Phillies 5, Dodgers 1 (Philadelphia wins series, 4-1)
Congratulations, Philadelphia. Not only are you the city of the funniest show on TV, but your Phillies are the 2008 National League Champions, and they've done it by simply beating out good teams all year.
They beat out the Mets to win the NL East, they beat (a banged-up, yes) Brewers team in the NLDS, and they outplayed a strong Dodger team on a hell of a run in the NLCS to win in five games.
Cole Hamels won the NLCS MVP award, and deservedly so, but Shane Victorino was probably the breakout player of the series. He's earning himself a lot of fans this postseason, and I'm one of them.

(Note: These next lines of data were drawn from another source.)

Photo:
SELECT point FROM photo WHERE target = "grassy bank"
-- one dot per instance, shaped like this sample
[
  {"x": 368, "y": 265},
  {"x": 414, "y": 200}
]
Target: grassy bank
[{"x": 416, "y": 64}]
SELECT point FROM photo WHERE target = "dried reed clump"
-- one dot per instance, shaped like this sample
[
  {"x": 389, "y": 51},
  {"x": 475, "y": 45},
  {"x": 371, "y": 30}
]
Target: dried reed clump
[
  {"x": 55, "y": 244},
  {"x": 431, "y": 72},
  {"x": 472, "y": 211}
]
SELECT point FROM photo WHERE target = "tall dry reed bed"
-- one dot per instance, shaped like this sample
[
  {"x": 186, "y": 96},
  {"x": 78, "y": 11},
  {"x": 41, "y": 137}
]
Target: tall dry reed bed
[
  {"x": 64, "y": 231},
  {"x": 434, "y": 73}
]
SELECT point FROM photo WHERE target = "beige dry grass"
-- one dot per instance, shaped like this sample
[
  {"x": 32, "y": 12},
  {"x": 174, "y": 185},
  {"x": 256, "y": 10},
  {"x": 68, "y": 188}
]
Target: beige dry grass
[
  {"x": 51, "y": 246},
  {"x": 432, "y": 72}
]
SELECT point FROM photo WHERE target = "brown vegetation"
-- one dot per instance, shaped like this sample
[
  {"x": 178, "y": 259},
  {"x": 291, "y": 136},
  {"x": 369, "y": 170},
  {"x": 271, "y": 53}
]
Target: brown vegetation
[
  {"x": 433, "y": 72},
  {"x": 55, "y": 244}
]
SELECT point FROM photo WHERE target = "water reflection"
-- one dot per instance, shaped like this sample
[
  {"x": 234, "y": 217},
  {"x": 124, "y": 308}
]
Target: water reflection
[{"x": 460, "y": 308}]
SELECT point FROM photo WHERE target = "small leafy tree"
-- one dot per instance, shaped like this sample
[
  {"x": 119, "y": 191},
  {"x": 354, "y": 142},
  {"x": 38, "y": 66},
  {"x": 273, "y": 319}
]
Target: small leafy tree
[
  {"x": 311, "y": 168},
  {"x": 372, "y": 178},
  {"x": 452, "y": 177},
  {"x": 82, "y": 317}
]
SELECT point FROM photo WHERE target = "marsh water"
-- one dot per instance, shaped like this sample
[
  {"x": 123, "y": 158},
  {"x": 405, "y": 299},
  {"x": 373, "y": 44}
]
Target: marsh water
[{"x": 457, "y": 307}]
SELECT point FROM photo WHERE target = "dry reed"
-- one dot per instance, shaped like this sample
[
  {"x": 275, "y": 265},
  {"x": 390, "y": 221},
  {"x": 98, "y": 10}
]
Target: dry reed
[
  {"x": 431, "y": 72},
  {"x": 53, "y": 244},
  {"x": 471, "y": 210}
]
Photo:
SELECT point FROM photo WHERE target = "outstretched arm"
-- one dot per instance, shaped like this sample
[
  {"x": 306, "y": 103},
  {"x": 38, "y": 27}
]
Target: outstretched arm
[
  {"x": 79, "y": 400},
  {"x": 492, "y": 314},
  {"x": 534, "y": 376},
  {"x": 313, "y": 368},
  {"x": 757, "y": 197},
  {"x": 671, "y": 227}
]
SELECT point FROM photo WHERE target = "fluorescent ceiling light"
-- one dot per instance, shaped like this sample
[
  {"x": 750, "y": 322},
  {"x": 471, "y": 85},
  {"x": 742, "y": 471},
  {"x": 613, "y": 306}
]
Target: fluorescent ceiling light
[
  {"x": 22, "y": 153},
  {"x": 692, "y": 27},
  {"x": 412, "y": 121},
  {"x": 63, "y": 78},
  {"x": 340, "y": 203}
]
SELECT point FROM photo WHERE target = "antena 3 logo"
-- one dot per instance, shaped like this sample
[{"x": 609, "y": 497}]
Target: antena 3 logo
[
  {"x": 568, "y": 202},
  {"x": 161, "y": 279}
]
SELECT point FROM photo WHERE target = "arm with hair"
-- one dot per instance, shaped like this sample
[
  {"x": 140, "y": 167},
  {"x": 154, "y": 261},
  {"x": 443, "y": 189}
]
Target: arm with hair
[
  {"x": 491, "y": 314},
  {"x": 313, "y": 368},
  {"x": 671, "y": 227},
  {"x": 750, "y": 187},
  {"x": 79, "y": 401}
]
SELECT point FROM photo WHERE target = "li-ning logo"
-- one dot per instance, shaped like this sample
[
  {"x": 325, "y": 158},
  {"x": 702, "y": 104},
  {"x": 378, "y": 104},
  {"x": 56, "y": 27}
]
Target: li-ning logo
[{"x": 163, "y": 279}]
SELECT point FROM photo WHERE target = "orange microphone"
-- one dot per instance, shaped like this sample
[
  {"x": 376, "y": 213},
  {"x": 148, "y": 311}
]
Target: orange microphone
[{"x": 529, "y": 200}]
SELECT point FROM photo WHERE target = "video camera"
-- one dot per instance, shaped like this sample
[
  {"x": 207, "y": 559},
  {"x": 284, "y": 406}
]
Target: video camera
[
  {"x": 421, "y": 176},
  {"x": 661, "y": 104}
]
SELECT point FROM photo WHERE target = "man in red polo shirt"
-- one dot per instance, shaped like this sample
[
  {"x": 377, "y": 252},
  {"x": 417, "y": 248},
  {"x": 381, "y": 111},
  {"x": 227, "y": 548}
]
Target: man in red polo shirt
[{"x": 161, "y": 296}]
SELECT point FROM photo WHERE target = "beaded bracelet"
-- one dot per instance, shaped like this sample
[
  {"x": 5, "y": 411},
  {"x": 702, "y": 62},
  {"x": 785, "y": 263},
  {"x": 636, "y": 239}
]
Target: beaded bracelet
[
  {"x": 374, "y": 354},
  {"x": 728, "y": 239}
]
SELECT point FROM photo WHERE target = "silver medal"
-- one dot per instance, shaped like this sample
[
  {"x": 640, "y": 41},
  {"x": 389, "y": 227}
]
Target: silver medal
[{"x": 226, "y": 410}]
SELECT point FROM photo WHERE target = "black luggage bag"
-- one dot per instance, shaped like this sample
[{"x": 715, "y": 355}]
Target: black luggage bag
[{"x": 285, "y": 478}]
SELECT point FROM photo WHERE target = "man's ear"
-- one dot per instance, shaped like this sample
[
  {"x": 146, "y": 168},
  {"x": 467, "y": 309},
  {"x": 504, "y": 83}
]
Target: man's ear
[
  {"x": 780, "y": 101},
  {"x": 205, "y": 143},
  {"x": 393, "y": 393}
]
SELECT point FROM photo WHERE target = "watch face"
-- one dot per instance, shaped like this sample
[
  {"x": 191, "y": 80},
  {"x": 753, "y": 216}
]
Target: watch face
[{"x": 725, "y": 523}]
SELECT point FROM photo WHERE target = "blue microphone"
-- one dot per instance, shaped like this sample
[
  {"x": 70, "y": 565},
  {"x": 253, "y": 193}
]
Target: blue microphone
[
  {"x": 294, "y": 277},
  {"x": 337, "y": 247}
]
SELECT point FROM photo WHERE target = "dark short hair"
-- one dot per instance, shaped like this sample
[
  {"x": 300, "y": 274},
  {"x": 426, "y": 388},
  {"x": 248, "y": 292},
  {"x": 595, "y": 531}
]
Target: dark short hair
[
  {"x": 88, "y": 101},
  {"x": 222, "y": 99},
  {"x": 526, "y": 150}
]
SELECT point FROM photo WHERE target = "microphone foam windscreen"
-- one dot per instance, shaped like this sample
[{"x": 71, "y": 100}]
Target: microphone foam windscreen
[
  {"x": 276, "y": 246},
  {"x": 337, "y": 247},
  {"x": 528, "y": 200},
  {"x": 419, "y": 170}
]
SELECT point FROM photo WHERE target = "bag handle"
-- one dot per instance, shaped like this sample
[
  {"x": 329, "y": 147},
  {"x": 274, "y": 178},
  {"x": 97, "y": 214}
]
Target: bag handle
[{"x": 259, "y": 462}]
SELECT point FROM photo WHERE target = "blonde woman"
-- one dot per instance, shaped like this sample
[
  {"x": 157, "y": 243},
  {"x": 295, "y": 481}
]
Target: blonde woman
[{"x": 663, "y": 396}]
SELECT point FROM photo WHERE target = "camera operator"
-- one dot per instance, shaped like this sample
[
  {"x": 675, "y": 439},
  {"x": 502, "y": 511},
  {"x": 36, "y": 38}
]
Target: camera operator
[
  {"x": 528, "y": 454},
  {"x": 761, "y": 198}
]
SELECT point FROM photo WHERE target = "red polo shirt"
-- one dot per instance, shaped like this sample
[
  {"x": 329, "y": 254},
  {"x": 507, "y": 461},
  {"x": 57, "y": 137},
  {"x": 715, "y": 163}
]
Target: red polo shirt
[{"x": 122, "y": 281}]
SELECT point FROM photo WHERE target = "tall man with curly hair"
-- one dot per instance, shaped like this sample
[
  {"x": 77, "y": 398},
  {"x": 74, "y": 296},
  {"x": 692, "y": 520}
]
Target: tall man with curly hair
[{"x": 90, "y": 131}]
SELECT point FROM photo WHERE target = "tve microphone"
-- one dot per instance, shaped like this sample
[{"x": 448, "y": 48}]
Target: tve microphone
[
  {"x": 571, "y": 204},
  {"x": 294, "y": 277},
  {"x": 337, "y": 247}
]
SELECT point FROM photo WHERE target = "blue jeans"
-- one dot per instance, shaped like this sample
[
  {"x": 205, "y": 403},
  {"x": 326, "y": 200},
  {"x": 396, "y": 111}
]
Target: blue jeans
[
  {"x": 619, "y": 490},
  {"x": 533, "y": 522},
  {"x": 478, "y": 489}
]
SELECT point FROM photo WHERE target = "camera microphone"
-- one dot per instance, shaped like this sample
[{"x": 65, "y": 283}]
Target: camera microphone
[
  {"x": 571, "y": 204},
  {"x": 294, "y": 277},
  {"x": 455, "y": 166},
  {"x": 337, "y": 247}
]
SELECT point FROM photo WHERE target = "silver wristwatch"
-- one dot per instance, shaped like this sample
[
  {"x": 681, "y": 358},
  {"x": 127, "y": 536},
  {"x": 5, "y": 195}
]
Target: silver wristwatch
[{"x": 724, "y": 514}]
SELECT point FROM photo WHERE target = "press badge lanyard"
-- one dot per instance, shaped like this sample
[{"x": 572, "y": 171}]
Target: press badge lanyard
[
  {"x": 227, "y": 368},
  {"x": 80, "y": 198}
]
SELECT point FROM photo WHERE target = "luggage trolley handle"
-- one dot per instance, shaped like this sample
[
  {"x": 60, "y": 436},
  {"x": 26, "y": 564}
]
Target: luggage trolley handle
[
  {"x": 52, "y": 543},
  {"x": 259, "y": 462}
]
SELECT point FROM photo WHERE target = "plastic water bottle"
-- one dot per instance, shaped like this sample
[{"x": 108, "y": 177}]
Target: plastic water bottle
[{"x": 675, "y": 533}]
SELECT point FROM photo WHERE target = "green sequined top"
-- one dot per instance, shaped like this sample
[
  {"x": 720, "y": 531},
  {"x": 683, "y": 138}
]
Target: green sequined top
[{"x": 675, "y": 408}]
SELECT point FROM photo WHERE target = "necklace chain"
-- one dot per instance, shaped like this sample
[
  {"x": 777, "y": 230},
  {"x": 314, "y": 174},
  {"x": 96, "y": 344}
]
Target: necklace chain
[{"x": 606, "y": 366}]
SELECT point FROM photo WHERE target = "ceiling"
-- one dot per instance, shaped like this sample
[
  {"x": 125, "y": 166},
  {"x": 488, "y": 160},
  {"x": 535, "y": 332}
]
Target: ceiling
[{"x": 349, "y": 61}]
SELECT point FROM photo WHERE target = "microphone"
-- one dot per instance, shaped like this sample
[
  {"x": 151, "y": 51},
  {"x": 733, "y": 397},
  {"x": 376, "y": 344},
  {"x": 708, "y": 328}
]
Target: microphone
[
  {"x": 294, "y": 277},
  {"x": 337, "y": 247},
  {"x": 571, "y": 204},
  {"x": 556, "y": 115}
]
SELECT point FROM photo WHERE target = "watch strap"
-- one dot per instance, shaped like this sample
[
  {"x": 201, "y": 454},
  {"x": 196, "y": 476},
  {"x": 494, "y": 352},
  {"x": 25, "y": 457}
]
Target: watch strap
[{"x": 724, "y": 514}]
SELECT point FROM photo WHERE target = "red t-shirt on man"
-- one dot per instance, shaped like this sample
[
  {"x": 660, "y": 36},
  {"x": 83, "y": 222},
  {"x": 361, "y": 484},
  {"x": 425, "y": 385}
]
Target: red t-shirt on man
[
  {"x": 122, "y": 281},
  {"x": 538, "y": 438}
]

It's the first Phillies World Series appearance since 1993, of course, the year Mitch Williams served one up to Joe Carter. They've had numerous disappointments since then, and finally, they have surpassed expectations instead of falling short of them. The Phillies are going to the World Series.
Big up to the Los Angeles Dodgers, too. Their manhandling of the heavily-favored Cubs was near-unforgettable but for how brief it was, and they played hard this series. I still say they didn't play poorly save for Billingsley, but they just weren't good enough. Manny Ramirez alone can't do it all. Not even Manny Ramirez and pitching can do it all in the playoffs.
It seemed somewhat fitting to me that Nomar Garicaparra, who has floated around, losing, his entire career, made the final out, but even more fitting was that with a 5-1 deficit and Nomar at the plate with a man on, even Nomar getting on meant little, as the Dodgers were down to Juan Pierre in the on-deck circle. If only Andruw Jones could've come up and struck out to end it.
Dodger Stadium played this track as soon as it all ended, which I thought was classy and deserving of their team's battle to emerge from a crap division and become a good team when it counted. They were a poorly-constructed team, honestly, but filled their ranks well enough to make it this far. Jones and Pierre will continue to haunt the checkbook, and Manny may never wear Dodger blue again, and guys like Kent and Maddux should probably retire, but they worked hard. Even Tommy LaSorda could appreciate the "try hard" factor of these guys.
Corny? Sentimental? Sure. But it's a sentimental game.